We moved on to more inconsequential conversation which led to Viv mentioning her mandolin (not the musical instrument, but the slicing/grating kitchen tool).  Now I have wanted one for a long time, but couldn't justify the cost when I have perfectly good (and very sharp) knives and a grater (or two).  *sigh*    Well, Brenna had to be at church early this morning for GA camp, so I decided to go yard sale shopping after dropping her off.  What should I find at my first stop, but an almost (if not) brand new mandolin for $15.  After some conversation, and peeking at my cute baby, the lady took $10 for it!!  Lord, you know the desires of my heart, and provide even more than just my needs - thank You!

Now here's the icing on the cake - I have felt convicted lately about not being more consistent with my quiet time and devotions and not making sure my daughter was doing the same.  I have been wondering how to institute a family quiet time, or at least something consistent.  Today, I read an article from my Parent Life magazine on just that - another provision.  Even when I think it is something that is probably inconsequential to You, You show me just how important I am, and how involved You want to be in my life - I don't deserve You, Lord, but I'm glad I have You!

So many big and small examples of just how much God loves me and provides for me in such a short time.  I wonder how many other things happen each day that I don't take notice of?

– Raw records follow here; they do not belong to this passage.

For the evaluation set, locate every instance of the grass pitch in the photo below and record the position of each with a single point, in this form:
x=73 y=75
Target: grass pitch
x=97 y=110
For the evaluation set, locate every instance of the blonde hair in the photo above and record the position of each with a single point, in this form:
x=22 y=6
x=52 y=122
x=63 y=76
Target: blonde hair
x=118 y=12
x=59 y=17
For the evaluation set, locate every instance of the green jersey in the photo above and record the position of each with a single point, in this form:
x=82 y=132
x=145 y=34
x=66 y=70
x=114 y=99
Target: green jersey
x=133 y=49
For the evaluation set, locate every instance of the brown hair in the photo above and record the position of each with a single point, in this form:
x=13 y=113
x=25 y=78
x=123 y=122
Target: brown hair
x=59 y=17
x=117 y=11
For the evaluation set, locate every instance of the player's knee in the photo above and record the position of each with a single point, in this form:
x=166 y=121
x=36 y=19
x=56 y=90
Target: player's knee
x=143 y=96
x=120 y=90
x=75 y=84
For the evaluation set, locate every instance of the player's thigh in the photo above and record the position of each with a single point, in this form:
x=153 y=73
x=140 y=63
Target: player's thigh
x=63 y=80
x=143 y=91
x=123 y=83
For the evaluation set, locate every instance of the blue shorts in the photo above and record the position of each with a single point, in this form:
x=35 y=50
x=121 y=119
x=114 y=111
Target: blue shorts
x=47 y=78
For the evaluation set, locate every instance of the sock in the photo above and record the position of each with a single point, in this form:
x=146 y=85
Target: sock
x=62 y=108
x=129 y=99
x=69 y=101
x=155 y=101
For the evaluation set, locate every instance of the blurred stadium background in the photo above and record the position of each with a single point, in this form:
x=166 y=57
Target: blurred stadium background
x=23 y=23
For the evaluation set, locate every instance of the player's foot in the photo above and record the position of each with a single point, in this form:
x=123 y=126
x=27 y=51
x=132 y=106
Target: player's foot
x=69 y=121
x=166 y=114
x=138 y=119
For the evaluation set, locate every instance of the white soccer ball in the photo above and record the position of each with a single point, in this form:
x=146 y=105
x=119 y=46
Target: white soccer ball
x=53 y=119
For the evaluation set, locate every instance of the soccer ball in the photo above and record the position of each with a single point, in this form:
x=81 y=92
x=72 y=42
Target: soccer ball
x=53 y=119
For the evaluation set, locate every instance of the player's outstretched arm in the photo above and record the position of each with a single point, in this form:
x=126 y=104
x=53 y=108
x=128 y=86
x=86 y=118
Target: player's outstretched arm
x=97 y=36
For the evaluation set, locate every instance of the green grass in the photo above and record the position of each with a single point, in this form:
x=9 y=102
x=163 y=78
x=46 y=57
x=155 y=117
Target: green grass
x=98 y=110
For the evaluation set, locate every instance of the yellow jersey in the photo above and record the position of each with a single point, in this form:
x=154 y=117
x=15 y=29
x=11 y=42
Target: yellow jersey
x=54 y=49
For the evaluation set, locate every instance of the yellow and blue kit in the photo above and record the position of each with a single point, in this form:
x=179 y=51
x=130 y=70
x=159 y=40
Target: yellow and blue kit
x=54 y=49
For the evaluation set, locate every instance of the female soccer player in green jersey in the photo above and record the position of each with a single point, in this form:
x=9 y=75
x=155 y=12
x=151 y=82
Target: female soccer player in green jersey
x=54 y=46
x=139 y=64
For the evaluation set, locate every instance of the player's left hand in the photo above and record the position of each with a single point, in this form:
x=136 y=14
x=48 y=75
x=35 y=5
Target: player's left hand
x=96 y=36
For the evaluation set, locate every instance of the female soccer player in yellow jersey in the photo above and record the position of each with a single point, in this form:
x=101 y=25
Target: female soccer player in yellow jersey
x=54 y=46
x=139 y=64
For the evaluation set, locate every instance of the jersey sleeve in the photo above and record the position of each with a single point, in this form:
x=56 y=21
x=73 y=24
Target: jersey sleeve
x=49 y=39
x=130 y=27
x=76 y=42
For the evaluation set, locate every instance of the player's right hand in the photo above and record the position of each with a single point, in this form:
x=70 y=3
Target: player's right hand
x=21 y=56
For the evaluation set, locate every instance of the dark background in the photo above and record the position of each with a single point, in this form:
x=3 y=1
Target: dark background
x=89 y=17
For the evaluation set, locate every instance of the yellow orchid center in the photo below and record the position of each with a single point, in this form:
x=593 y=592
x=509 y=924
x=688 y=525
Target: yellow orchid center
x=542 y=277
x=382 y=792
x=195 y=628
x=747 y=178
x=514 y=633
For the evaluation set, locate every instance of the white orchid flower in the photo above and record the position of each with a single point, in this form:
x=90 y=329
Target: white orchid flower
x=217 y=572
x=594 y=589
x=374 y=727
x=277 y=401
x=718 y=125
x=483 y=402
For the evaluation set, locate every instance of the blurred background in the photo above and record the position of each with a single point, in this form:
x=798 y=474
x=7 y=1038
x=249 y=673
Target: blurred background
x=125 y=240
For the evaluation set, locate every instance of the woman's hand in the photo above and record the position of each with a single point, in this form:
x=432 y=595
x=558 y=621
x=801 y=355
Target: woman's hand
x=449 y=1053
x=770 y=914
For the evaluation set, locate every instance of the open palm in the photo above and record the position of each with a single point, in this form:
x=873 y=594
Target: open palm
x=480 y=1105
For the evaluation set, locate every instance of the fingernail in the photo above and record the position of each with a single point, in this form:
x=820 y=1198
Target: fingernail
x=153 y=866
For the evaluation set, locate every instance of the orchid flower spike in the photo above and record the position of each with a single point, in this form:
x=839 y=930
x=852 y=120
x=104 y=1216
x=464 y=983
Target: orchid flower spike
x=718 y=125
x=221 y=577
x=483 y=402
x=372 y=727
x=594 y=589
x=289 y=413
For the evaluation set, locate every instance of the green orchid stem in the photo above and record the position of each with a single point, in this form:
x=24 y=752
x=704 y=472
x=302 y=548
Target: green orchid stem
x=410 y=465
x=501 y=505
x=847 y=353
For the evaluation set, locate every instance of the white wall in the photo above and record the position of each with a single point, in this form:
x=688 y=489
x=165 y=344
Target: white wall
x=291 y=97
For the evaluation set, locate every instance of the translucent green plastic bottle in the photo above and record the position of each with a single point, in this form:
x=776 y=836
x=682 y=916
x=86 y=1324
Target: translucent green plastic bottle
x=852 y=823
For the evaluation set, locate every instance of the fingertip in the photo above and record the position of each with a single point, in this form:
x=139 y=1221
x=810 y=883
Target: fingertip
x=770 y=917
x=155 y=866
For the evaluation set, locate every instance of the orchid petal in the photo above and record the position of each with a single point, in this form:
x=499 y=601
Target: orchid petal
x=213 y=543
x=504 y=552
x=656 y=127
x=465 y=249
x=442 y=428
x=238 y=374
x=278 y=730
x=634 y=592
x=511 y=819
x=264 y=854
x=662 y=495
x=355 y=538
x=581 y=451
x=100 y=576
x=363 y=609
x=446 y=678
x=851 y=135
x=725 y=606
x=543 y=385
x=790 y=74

I'm sorry for not giving you credit where it due, Lord.  I thank You for providing for me each and every day, and especially for providing a way for me to have a relationship with You.  I never could have reached You in my own power, so You were willing to rescue me - even when I hated You.  And because you conquered death, I don't need to fear it, but can look forward to that day as a homecoming.  That is more than enough, but You choose to be personally involved in the minute details of my daily life.  With God all things are possible - keep on surprising me, Lord.

1 comment:

  1. amen and amen again I said amen!!!.. I think I missed something not riding with you girls on Friday....hmm again God's plan. He is faithful over and over to us. Love you !!